Hacker News new | ask | show | jobs
by sandGorgon 2953 days ago
I still don't understand why Pypy hasn't been adopted by Google or Dropbox (the standard bearers of the Python ecosystem) as a forward looking investment. It is constantly underfunded (https://pypy.org/py3donate.html) and given the potential for the work that's happening, I don't understand why these guys don't write cheques for a few hundred k.
6 comments

After I ran the experimental evaluation, I had similar thoughts. If PyPy ever matches the current version of CPython I'm not sure why one wouldn't use PyPy over CPython. The biggest hurdle is matching support for popular libraries like NumPy, Tensorflow, Pandas, Scipy etc. I know they're working on supporting these, it's definitely a lot of work to do, easier said than done.
PyPy doesn't speed up all workloads, sometimes the JIT overhead is just too large to still get a speedup in the end. E.g. the Oil shell runs slower under PyPy: http://www.oilshell.org/blog/2018/03/04.html#toc_13
(author here) Thanks for the reference :)

I should also add: Suppose PyPy was twice as fast as CPython for a given workload, but it also used twice as much memory.

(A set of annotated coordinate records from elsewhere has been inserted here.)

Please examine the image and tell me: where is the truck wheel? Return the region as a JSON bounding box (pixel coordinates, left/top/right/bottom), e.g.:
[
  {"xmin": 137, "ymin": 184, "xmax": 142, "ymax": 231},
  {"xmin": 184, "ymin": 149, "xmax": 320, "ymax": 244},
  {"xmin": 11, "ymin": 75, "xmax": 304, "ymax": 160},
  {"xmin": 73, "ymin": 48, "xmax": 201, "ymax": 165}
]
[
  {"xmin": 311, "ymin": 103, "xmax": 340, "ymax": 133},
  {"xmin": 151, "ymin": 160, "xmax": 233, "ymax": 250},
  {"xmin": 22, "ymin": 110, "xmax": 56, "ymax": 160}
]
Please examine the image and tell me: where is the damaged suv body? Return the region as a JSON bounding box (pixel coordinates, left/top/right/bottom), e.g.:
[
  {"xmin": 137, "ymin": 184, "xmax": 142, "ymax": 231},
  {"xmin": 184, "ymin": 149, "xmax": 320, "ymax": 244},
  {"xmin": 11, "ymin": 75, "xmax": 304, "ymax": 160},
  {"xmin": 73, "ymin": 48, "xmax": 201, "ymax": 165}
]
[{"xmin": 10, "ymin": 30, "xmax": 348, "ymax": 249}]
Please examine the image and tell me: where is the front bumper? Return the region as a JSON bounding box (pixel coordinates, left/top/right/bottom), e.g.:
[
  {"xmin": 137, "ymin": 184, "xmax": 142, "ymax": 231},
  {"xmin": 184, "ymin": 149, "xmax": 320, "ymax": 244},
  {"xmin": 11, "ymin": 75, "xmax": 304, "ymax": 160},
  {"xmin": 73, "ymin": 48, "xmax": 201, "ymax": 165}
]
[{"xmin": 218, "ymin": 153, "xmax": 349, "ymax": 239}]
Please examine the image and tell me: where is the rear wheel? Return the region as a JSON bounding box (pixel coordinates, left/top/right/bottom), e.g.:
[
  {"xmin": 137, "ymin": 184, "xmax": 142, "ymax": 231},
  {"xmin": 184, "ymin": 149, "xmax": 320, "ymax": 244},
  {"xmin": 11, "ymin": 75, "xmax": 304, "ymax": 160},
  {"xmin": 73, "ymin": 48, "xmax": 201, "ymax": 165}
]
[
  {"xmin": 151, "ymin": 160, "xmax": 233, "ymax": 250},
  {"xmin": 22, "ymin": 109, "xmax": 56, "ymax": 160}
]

I doubt Google or Dropbox would use it in that case. On large clusters, memory usage probably contributes to the need to buy machines more than CPU usage (CPU utilization can be low; memory utilization is higher).

I've personally rewritten some Python code as a C++ extension module and gotten 5x decrease in memory usage across thousands of machines.

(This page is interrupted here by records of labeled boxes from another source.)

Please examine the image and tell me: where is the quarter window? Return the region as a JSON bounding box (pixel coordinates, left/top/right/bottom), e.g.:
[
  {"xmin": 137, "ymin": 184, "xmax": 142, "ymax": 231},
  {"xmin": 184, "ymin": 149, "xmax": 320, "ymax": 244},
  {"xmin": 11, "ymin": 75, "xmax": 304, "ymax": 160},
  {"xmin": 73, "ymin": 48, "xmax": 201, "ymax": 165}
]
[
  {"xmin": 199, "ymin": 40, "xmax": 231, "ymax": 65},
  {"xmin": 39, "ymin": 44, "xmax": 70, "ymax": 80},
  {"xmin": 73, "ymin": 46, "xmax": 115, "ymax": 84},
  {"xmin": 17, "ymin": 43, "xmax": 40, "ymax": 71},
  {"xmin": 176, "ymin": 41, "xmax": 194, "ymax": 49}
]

(As far as I understand, this is the typical tradeoff for PyPy: it's faster but uses more memory. I'm happy to hear more detail on this though.)

I'm not so sure about this. The single biggest factor in data centers are cooling costs. So it stands to reason that if your CPU usage drops, so does your cooling costs (or you run double your workloads per unit of cooling).

Memory is cheap OTOH.

Memory may be cheap, but it is a limiting factor for a lot of workloads. If your memory consumption goes up by 2x, you need to provision 2x the nodes.

In fact, I've heard that one of the reasons IBM is investing in Swift is because it uses so much less memory compared to jitted Java. Apparently, most of their cloud workloads sit idle most of the time, meaning the number of client VMs/jobs/whatever they can put on a machine is almost entirely determined by memory use.

Also, memory usage to a large extent is performance and is power consumption. A random memory access is still on the order of 50-60ns, in that time you can do several hundred ALU operations. (This is assuming the memory is actually used and not just sitting around). See for example http://www.ists.dartmouth.edu/library/202.pdf

"...computation is essentially free, because it happens “in the cracks” between data fetch and data store; on a clocked processor, there is little difference in energy consumption between performing an arithmetic operation and peforming a no-op." -- Andrew Black in Object-oriented programming: some history, and challenges for the next fifty years

Yup - long running and very repetitive processes are the best fit for PyPy. If you have a slow but short-lived process then PyPy is not going to improve things for you.
This is exactly why PyPy blew both Cannoli and CPython away in the microbenchmarks used for analysis. As I've said elsewhere, the focus was on comparing Cannoli (unoptimized) to Cannoli (optimized) and not a direct comparison to CPython or PyPy. However, the microbenchmarks were running iterations of 1-10 million, giving the JIT plenty of time to find beneficial traces in the PyPy interpreter.
BTW, the test I did where PyPy was slower than CPython ran for a minute or so (IIRC). It wasn't that long lived, but it wasn't like the "instant" invocation you often see with shell scripts either.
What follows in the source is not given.